Nearly a year into the Marcos Jr. presidency and as dominant media adjusts to reporting on an administration that is not openly hostile to the press, it is tempting to consider that maybe the situation for media workers has improved and will continue improving.
On World Press Freedom Day, we remind ourselves that while there have been victories — in court, with the acquittal of Maria Ressa and Rappler of tax cases, for example — many, far too many of us are still facing threats and that our freedom is still fragile.
It has been more than three years since our colleague Frenchie Mae Cumpio was arrested in a raid in Tacloban City. Frenchie, who had been red-tagged and subjected to surveillance before her arrest on questionable charges based on testimony from questionable witnesses, is still fighting terrorism-related cases and is appealing the forfeiture of money meant to fund her radio show that the government said was to finance terrorism.
The slow pace of the case — especially in contrast with the quick resolution of other, more high profile ones — is a violation of her right to a quick trial and also deprives the communities on Eastern Visayas that she used to report on and for.
The theme of this year’s press freedom day commemoration is freedom of expression as a driver for all human rights and the passage of the Anti-Terrorism Act and SIM Card Registration Act restricts that freedom from which the freedom of the press comes. Frenchie is just one case to show how that can be done and is being done.
Since the Duterte administration, there have been attempts to convince colleagues to disaffiliate from groups like the National Union of Journalists of the Philippines and outright attempts to paint the independent and alternative press as enemies of the state. While these attempts have been toned down under the new administration, they have continued. Attempts to organize within our ranks — and among citizens in general — are viewed with suspicion, if not vilified outright.

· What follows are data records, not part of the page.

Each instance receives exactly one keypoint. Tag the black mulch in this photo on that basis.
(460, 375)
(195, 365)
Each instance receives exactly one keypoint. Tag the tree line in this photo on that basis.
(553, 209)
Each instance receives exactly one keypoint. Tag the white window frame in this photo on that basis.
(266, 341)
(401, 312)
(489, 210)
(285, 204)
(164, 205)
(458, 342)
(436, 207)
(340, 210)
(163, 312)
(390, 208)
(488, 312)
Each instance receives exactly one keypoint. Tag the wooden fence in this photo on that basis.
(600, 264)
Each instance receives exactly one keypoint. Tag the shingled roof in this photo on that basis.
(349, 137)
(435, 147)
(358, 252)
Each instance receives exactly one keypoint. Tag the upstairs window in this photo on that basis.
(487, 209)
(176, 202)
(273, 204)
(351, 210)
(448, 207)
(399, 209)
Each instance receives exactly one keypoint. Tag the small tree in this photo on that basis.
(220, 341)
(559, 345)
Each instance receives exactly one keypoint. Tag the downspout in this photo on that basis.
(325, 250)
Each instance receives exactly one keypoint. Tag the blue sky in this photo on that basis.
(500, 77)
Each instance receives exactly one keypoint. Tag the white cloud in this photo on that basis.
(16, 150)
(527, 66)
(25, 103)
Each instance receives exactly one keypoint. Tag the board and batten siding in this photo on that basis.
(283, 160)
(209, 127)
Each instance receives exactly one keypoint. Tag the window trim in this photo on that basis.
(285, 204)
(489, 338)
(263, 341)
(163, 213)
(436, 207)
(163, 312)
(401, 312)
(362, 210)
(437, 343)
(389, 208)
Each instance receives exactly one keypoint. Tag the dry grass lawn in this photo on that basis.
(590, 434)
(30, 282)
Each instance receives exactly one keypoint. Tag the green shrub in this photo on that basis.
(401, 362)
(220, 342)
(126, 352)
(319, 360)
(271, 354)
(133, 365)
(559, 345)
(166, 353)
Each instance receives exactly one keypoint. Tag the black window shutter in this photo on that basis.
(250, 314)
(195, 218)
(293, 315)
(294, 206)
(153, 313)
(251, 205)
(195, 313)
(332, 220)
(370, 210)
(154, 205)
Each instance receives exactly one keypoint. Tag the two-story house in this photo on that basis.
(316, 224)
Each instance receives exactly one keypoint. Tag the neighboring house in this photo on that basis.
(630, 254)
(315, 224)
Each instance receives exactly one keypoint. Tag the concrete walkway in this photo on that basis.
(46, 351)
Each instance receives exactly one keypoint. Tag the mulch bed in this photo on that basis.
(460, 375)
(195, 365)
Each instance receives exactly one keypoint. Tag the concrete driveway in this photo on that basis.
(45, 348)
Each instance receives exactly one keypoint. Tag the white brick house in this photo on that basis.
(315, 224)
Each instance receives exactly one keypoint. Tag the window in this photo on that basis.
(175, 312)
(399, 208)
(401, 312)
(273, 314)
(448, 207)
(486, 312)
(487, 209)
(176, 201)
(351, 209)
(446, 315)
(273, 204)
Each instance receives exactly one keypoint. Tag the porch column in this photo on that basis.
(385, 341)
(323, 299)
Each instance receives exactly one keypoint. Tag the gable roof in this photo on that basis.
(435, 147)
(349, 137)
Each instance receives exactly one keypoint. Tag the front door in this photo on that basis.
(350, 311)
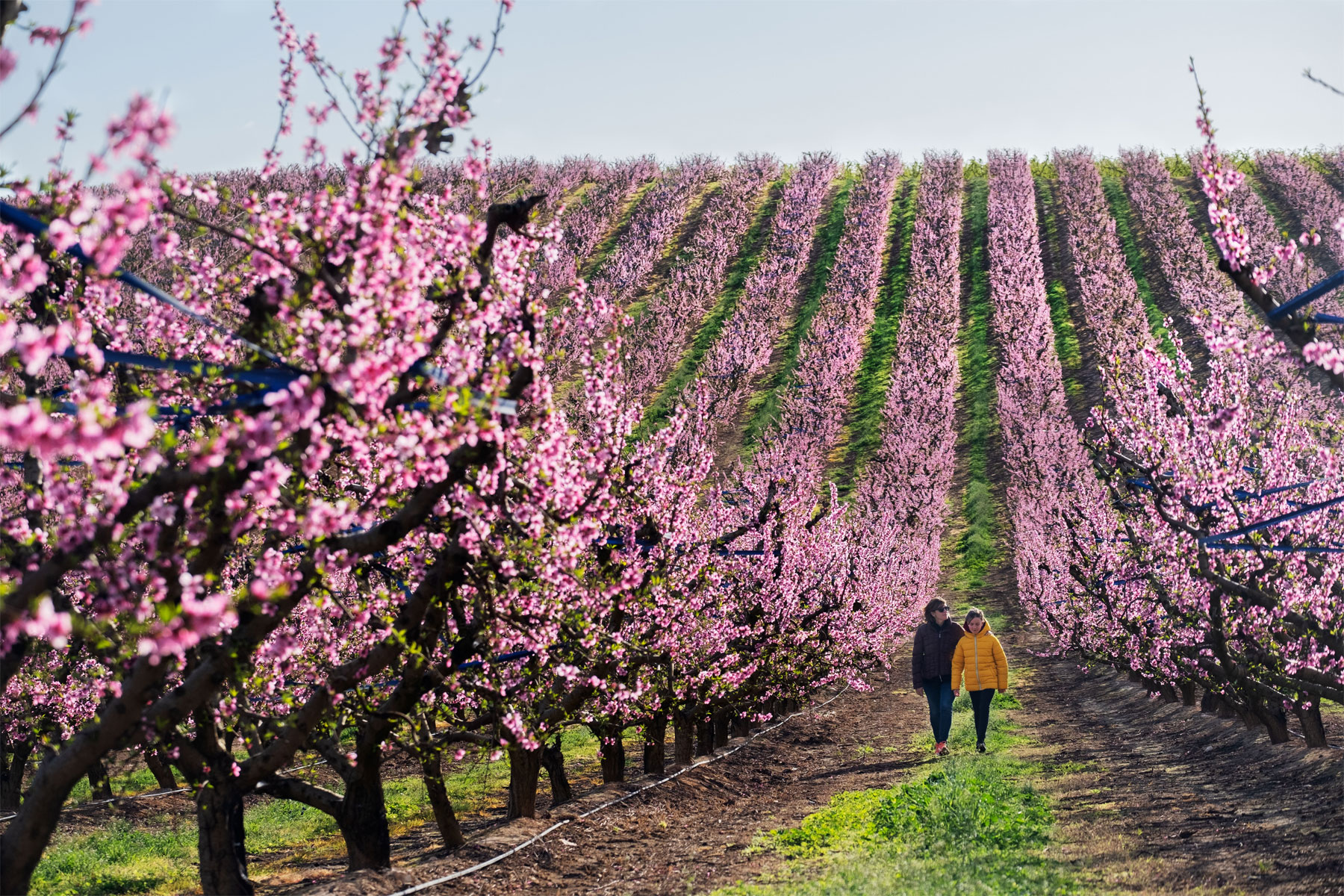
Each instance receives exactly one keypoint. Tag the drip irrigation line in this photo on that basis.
(500, 857)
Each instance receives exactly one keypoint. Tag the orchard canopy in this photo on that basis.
(401, 445)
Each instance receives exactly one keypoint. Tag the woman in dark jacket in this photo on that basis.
(930, 667)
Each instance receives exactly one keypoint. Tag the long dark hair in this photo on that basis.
(933, 605)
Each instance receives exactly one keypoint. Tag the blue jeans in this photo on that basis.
(940, 707)
(980, 702)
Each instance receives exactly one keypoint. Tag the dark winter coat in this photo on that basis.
(934, 648)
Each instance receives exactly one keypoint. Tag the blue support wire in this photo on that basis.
(35, 226)
(265, 376)
(1310, 296)
(1221, 541)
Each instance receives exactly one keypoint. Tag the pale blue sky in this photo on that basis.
(625, 77)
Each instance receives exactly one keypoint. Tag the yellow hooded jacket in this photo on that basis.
(983, 660)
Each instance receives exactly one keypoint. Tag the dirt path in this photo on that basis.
(688, 835)
(1160, 798)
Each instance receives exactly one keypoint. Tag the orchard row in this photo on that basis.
(414, 460)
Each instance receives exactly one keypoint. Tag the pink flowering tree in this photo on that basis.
(307, 476)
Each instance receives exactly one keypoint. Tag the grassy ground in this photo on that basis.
(969, 824)
(1066, 337)
(749, 257)
(976, 547)
(865, 432)
(158, 853)
(764, 408)
(1113, 186)
(591, 265)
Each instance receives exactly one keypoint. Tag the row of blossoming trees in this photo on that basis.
(362, 476)
(367, 476)
(1189, 534)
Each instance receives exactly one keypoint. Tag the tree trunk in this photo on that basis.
(683, 739)
(553, 759)
(363, 815)
(1312, 724)
(613, 751)
(703, 736)
(741, 727)
(159, 768)
(220, 841)
(1275, 721)
(432, 768)
(523, 768)
(100, 785)
(13, 766)
(721, 729)
(655, 744)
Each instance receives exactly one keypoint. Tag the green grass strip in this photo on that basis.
(594, 262)
(865, 430)
(764, 408)
(753, 246)
(1066, 337)
(1113, 186)
(968, 825)
(977, 547)
(158, 853)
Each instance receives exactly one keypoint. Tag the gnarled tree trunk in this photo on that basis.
(1312, 726)
(655, 744)
(703, 736)
(553, 759)
(523, 768)
(220, 840)
(432, 770)
(158, 765)
(721, 727)
(612, 748)
(363, 815)
(683, 739)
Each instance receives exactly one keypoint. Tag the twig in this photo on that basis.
(46, 78)
(1307, 73)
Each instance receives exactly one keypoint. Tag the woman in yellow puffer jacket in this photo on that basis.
(981, 657)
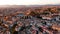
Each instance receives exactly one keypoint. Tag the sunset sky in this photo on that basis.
(28, 2)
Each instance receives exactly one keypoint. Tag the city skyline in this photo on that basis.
(28, 2)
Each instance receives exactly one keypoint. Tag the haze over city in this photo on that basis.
(28, 2)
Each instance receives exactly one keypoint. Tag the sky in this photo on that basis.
(28, 2)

Policies to block public access to critical websites like Bulatlat and Pinoy Weekly have not been reversed and there are moves in Congress seeking to penalize “fake news”, a term that used to mean disinformation and misinformation but that has increasingly come to mean views and reports that are inconvenient to government.
And in the backdrop of all these hangs the threat of the use of the tactics that the Duterte administration used against the Philippine Daily Inquirer, Rappler and ABS-CBN that continue to chill our community. In the backdrop as well are the unresolved murders of our colleagues, with Renato Blanco and Percy Lapid being only the latest of these.
On World Press Freedom Day and despite all these, we remind ourselves that we will continue to insist on being free.